Между тем, время все бежит да бежит, а с ним растут и мои чины; по чинам мне дают место; по инстинкту я догадываюсь, что не могу занимать его, – ибо от непривычки к чтению я, читая, ничего не понимаю. Но мне сказали, что я буду дурным отцом, если не воспользуюсь этим местом, чтоб пристроить детей; я не захотел быть дурным отцом и потому принял место; сначала посовестился, стал было читать, да вижу, что хуже, а потом отдал все бумаги на попечение секретаря, а сам принялся подписывать, да пристраивать детей – чем и заслужил название доброго начальника и попечительного отца.
А время бежит да бежит; вот я уже переступил через четвертый десяток; период жизни, в котором умственная деятельность достигает высшей точки своего развития, уже прошел; мои брюшные полости раздвигаются все больше и больше, и я начал, как говорится, идти в тело. Когда уже прежде, до сего периода, ни одна мысль не могла протолкаться мне в голову – чему же быть теперь? Не думать сделалось мне привычкою, второю природой. Когда от ослабления сил нельзя мне выехать – мне скучно, очень скучно, а отчего? – сам не знаю. Примусь раскладывать гранпасьянс – скучно. Бранюсь с женою – скучно. Пересилю себя, поеду на вечер – все скучно. Примусь за книгу – кажется, русские слова, а словно по-татарски; придет приятель да расскажет, я как будто пойму; стану читать, – опять не понимаю. От всего этого на меня находит, что говорится, хандра, за что жена меня очень бранит; она спрашивает меня: разве чего мне недостает, или я в чем несчастен? – я приписываю все это геморрою.
Вот я болен, в первый раз жизни; я тяжело болен, – меня уложили в постель. Как неприятно быть больным! Нет сна, нет аппетита! как скучно! а вот и страдания! чем заглушить их? Как приедут люди поговорить, – ибо вся моя родня свято наблюдает родственные связи, – то как будто легче, а все скучно и страшно. Но что-то родные начинают чаще приезжать; они что-то шепчутся с доктором, – плохо! Ахти! говорят уж мне о причастии, о соборовании маслом. Ах! они все такие хорошие христиане, – но ведь это значит, что я уже при последнем конце.

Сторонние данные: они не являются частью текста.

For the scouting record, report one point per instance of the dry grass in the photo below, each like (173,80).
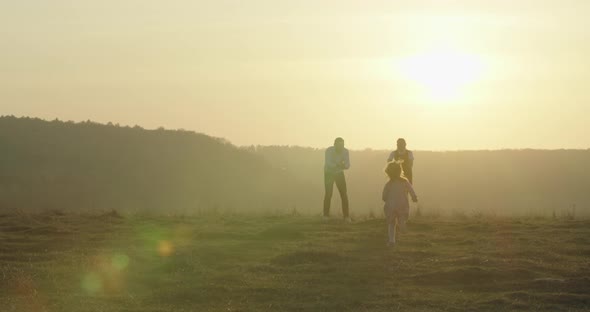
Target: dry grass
(64,262)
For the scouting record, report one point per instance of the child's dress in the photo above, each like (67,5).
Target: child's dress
(395,196)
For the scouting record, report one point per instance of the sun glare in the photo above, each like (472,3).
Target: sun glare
(442,75)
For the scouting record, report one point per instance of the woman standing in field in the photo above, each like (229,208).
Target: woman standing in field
(395,196)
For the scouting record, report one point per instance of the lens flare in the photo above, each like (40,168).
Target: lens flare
(165,248)
(120,262)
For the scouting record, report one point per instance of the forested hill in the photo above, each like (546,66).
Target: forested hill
(81,166)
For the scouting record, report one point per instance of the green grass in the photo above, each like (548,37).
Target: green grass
(65,262)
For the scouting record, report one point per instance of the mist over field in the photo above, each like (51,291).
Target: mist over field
(55,165)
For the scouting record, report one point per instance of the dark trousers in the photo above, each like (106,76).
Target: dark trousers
(340,180)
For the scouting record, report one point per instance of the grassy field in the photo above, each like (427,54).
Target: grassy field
(65,262)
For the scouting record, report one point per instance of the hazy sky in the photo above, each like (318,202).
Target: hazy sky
(461,74)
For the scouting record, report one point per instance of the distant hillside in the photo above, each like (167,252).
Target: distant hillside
(506,182)
(80,166)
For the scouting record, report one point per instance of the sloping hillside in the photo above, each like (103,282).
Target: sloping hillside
(80,166)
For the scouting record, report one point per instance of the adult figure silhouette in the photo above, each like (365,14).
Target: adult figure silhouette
(337,160)
(405,157)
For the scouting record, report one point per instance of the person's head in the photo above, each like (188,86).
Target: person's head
(401,144)
(339,144)
(393,170)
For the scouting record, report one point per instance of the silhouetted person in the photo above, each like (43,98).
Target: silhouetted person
(395,196)
(337,160)
(404,157)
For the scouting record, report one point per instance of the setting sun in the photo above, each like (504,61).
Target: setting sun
(442,75)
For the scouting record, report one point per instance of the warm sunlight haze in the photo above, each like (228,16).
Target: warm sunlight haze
(294,155)
(256,72)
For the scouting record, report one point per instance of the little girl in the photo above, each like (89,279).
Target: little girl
(395,196)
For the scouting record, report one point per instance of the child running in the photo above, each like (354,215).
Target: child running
(395,196)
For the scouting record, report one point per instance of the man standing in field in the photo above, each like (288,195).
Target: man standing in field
(337,160)
(405,157)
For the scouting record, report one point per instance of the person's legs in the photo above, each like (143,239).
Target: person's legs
(341,185)
(329,187)
(401,223)
(391,229)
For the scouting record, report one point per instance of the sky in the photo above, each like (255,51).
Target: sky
(445,75)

Так нет уже надежды? Должно оставить жизнь – все: и обеды, и карты, и мой шитый мундир, и четверку вороных, на которых я еще не успел поездить, – ах, как тяжело! Принесите мне показать новую ливрею; позовите детей; нельзя ли еще помочь? призовите еще докторов; дайте какого хотите лекарства; отдайте половину моего имения, все мое имение: поживу, наживу – только помогите, спасите!..
Но вдруг сцена переменилась: страшная судорога потрясла мои нервы, и как завеса упала с глаз моих. Все, что тревожит душу человека, одаренного сильною деятельностию: ненасытная жажда познаний, стремление действовать, потрясать сердца силою слова, оставить по себе резкую бразду в умах человеческих, – в возвышенном чувстве, как в жарких объятиях, обхватить и природу, и человека, – все это запылало в голове моей; предо мною раскрылась бездна любви и человеческого самосведения. Страдания целой жизни гения, неутолимые никаким наслаждением, врезались в мое сердце, и все это в ту минуту, когда был конец моей деятельности. Я метался, рвался, произносил отрывистые слова, которыми в один миг хотел высказать себе то, на что недостаточно человеческой жизни; родные воображали, что я в беспамятстве. О, каким языком выразить мои страдания! Я начал думать! Думать – страшное слово после шестидесятилетней бессмысленной жизни! Я понял любовь! любовь – страшное слово после шестидесятилетней бесчувственной жизни!